The EOL option determines what lines are to be ignored. The default value is a semicolon. If you know a character that can never appear in the first position of a line, then you can simply set EOL to that character. For example, if you know a line can't start with |, then you could use
for /f "eol=| delims=" %%l in (%inputfile%) do ...
There is an awkward syntax that disables EOL completely, and also disables DELIMS:
for /f delims^=^ eol^= %%l in (%inputfil%) do ...
Note that FOR /F always discards empty lines, so either of the above would result in:
; directory during network startup. This statement must indicate a local disc
; drive on your PC and not a network disc drive.
LOCALDRIVE=C:\TEMP;
; PANELISATION PART/NET NAMING CONVENTION
; When jobs are panelised, parts/nets are renamed for each panel step by
A trick is used if you want to preserve empty lines. Use FIND or FINDSTR to insert the line number before each line, and then use expansion find/replace to remove the line number. Now you know the line never begins with ;, so you can ignore the EOL option.
for /f "delims=" %%L in ('findstr /n "^" "%inputfile%"') do (
set "ln=%%L"
set "ln=!ln:*:=!"
REM You now have the original line, do whatever needs to be done here
)
But all of the above have a potential problem in that you have delayed expansion enabled when you expand the FOR variable, which means that any content containing ! will be corrupted. To solve this you must toggle delayed expansion on and off within the loop:
setlocal disableDelayedExpansion
...
for /f "delims=" %%L in (findstr /n "^" "%inputfile%") do (
set "ln=%%L"
setlocal enableDelayedExpansion
set "ln=!ln:*:=!"
REM You now have the original line with ! preserved, do whatever needs done here
endlocal
)
Also, when ECHOing an empty line, it will print out ECHO is off unless you do something like
echo(!ln!
It takes time to open and position the write cursor to the end every time you use >> within the loop. It is faster to enclose the entire operation in one set of parentheses and redirect once. Also, you can replace the DEL and REN with a single MOVE command.

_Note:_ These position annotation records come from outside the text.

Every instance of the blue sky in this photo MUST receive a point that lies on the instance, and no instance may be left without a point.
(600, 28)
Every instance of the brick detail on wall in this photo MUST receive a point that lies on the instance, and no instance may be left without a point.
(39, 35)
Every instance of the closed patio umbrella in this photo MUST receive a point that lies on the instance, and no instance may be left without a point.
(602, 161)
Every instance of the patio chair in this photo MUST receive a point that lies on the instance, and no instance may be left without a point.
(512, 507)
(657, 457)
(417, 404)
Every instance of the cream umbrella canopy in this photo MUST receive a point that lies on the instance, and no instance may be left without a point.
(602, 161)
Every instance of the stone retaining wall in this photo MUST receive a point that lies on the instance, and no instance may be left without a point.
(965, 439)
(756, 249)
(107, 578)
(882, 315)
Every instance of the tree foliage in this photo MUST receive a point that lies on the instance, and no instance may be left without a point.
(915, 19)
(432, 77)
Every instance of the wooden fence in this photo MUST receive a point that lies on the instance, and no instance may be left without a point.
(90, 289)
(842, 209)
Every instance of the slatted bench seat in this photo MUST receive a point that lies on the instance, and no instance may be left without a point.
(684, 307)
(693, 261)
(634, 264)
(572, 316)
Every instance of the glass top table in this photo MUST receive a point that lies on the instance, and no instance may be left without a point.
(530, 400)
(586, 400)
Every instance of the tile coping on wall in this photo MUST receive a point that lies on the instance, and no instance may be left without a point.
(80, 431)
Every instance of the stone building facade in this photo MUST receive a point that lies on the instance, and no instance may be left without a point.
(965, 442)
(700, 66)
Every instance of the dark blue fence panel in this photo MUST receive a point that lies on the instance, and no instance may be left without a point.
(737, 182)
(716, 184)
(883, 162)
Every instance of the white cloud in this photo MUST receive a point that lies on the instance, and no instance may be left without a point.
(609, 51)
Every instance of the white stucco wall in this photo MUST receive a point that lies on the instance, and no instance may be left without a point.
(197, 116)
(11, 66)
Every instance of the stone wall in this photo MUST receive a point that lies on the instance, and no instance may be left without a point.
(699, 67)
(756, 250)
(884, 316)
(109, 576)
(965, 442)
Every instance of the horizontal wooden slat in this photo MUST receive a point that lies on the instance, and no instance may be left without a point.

Here is a final robust script:
@echo off
setlocal disableDelayedExpansion
set "inputfile=variables.txt"
set line=0
>"%inputfile%.new" (
for /f "delims=" %%L in (findstr /n "^" "%inputfile%") do (
set "txt=%%L"
set /a line+=1
setlocal enableDelayedExpansion
set "txt=!txt:*:=!"
if !line! equ 4 (
echo New line content here
) else (
echo(!txt!
)
endlocal
)
)
move /y "%inputfile%.new" "%inputfile%" >nul
endlocal
That is an awful lot of work for such a simple task, and it requires a lot of arcane knowledge.
There is a much quicker hack that works as long as
- your first 4 lines do not exceed 1021 bytes
- none of your first 3 lines have trailing control characters that need to be preserved
- the remaining lines do not have
<tab> characters that must be preserved (MORE converts <tab> into a string of spaces.
@echo off
setlocal enableDelayedExpansion
set "inputfile=variables.txt"
>"%inputfile%.new" (
<"%inputfile%" (
for /l %%N in (1 1 3) do (
set "ln="
set /p "ln="
echo(!ln!
)
)
echo New line content here
more +4 "%inputfile%"
)
move /y "%inputfile%.new" "%inputfile%"
That is still a lot of work and arcane knowledge.
I would use my JREPL.BAT utility
Batch is really a terrible tool for text processing. That is why I developed JREPL.BAT to manipulate text using regular expressions. It is a hybrid JScript/batch script that runs natively on any Windows machine from XP onward. It is extremely versatile, robust, and fast.
A minimal amount of code is required to solve your problem with JREPL. Your problem doesn't really require the regular expression capabilities.
jrepl "^" "" /jendln "if (ln==4) $txt='New content here'" /f "variables.txt" /o -
If used within a batch script, then you must use call jrepl ... because JREPL.BAT is also a batch script.